Federico González del Solar, La Nación, 15 août 2023

 

Dans ce premier texte, nous voulons nous concentrer sur les éléments les plus objectifs en ce qui concerne le bilan politique des élections primaires (PASO). L’analyse comparative autour des résultats de la gauche révolutionnaire sera traitée dans d’autres textes, même si nous partons du principe que, de toute évidence, les résultats aux élections de l’extrême gauche en général ont été très faibles. Dans ce cadre, notre parti a mené une campagne électorale historique qui va au-delà des maigres résultats en termes de voix (bien que les proportions avec les autres partis ne soient pas mauvaises). Au-delà de notre taille actuelle, cette campagne nous prépare pour les batailles à venir, pour l’intervention dans la guerre des classes qui viendra.

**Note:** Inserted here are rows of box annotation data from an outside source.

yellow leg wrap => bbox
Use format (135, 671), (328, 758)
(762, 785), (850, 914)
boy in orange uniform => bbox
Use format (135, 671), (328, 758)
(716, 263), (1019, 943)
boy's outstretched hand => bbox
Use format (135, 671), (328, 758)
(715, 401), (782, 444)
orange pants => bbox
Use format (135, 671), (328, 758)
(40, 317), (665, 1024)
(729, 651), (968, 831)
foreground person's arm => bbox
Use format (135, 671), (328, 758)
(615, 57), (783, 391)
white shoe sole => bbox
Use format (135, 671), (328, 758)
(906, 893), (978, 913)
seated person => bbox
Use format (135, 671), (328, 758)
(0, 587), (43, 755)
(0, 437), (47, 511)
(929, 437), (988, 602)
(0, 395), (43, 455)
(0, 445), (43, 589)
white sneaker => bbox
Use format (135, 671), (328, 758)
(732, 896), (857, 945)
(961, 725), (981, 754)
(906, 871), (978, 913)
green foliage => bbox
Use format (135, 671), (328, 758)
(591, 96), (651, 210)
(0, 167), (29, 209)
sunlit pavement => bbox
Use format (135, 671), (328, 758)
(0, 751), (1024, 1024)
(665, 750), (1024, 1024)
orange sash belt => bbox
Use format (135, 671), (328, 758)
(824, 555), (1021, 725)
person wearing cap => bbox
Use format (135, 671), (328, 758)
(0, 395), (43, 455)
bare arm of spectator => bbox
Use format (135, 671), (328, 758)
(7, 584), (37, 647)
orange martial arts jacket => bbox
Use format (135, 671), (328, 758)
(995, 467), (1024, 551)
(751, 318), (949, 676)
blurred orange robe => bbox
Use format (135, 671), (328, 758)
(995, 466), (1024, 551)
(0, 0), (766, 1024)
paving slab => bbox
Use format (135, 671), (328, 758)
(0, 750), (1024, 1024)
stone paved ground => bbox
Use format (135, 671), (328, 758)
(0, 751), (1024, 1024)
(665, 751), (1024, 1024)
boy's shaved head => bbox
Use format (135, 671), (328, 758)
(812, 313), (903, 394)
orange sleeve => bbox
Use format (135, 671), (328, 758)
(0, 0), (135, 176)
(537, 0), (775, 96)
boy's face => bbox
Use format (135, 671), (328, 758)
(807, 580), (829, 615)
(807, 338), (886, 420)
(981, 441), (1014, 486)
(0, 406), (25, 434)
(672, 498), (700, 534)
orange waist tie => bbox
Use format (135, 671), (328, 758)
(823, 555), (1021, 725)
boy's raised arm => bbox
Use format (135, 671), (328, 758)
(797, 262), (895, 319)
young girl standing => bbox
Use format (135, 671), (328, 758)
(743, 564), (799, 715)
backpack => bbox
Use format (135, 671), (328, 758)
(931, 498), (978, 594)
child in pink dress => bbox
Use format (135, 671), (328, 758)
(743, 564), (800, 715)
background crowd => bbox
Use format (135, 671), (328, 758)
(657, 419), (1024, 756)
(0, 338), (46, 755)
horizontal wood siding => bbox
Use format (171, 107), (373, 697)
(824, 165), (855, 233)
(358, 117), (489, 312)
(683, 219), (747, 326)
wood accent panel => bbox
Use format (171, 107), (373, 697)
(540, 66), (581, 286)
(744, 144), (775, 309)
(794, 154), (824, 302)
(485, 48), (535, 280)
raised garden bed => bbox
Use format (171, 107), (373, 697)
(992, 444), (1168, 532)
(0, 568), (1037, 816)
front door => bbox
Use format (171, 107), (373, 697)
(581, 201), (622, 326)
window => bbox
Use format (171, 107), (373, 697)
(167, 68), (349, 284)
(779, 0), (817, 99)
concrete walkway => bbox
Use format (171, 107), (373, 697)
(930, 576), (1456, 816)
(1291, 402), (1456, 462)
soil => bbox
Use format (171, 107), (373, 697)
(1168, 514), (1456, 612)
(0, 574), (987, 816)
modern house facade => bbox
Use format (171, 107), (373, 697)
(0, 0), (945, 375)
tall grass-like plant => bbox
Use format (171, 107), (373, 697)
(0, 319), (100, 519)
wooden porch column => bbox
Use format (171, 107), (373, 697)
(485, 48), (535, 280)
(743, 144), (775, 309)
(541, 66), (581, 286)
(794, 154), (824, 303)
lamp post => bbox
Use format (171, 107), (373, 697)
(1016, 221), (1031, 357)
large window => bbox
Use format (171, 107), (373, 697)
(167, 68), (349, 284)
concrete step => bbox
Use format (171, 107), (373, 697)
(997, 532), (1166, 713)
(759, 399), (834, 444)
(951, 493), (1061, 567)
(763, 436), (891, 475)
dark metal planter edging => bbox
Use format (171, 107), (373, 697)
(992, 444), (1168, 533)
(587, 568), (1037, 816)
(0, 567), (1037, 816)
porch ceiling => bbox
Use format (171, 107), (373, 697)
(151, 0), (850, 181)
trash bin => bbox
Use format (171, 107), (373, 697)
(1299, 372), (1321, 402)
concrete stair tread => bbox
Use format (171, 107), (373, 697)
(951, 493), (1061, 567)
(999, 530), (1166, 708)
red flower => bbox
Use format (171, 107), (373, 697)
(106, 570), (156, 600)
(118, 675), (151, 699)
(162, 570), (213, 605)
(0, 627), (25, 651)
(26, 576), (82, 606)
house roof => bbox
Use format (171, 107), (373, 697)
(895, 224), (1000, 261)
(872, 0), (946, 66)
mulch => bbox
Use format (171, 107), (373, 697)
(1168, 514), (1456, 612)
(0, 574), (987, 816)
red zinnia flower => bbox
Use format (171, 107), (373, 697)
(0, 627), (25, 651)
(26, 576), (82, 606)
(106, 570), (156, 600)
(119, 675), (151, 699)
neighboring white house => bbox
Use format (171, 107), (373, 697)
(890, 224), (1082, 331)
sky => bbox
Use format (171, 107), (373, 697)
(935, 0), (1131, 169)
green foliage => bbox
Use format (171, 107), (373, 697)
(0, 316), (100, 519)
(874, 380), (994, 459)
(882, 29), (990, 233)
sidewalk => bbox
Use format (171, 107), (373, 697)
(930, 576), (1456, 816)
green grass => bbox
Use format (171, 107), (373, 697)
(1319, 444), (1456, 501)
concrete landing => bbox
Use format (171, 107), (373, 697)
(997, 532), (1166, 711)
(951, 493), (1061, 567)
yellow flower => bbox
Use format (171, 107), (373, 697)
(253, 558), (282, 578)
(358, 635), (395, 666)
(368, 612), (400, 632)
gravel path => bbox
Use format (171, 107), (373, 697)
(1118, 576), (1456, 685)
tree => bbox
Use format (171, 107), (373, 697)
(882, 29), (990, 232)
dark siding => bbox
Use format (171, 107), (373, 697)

Bien que nous essayons d’apporter des éléments de définition, il faut garder à l’esprit qu’il s’agit d’élections primaires. Beaucoup de choses peuvent changer d’ici octobre (et éventuellement novembre). Dans l’immédiat, une nouvelle conjoncture s’ouvre, durant laquelle nous devons faire un travail d’explication patiente pour préparer le passage à l’action. Il faut entamer un dialogue avec la société exploitée et opprimée.

En tout cas, dans ce texte nous allons aborder les définitions les plus générales sur ces élections inédites qui ont vu l’émergence de Milei, un personnage d’extrême droite sans précédent. Nous ajouterons quelques notes sur la conjoncture immédiate et sur le bilan politique de la gauche révolutionnaire et de notre parti. Toutes ces définitions sont bien évidemment à débattre collectivement au sein du parti et de l’avant-garde élargie afin de parvenir à plus de précision dans la politique et l’orientation.

 

La signification de l’irruption électorale de Milei

Par la somme arithmétique des votes, Milei a la possibilité concrète d’emporter l’élection générale. On verra si des événements de la lutte des classes peuvent renverser la situation. Si nous ajoutons les 31% de Milei et le 17% de Bullrich, nous atteignons presque 50%. Si Milei arrive au pouvoir (quelque chose encore à vérifier dans les mois à venir), cela serait une déclaration de guerre contre la classe ouvrière argentine. La classe ouvrière n’est peut-être pas pleinement consciente des enjeux, nous sommes encore au début de cette expérience. Nous écrivons cet article dans la foulée des événements, nous commençons à voir des réactions et des débats sur les lieux de travail par rapport à ceux qui ont voté pour Milei. 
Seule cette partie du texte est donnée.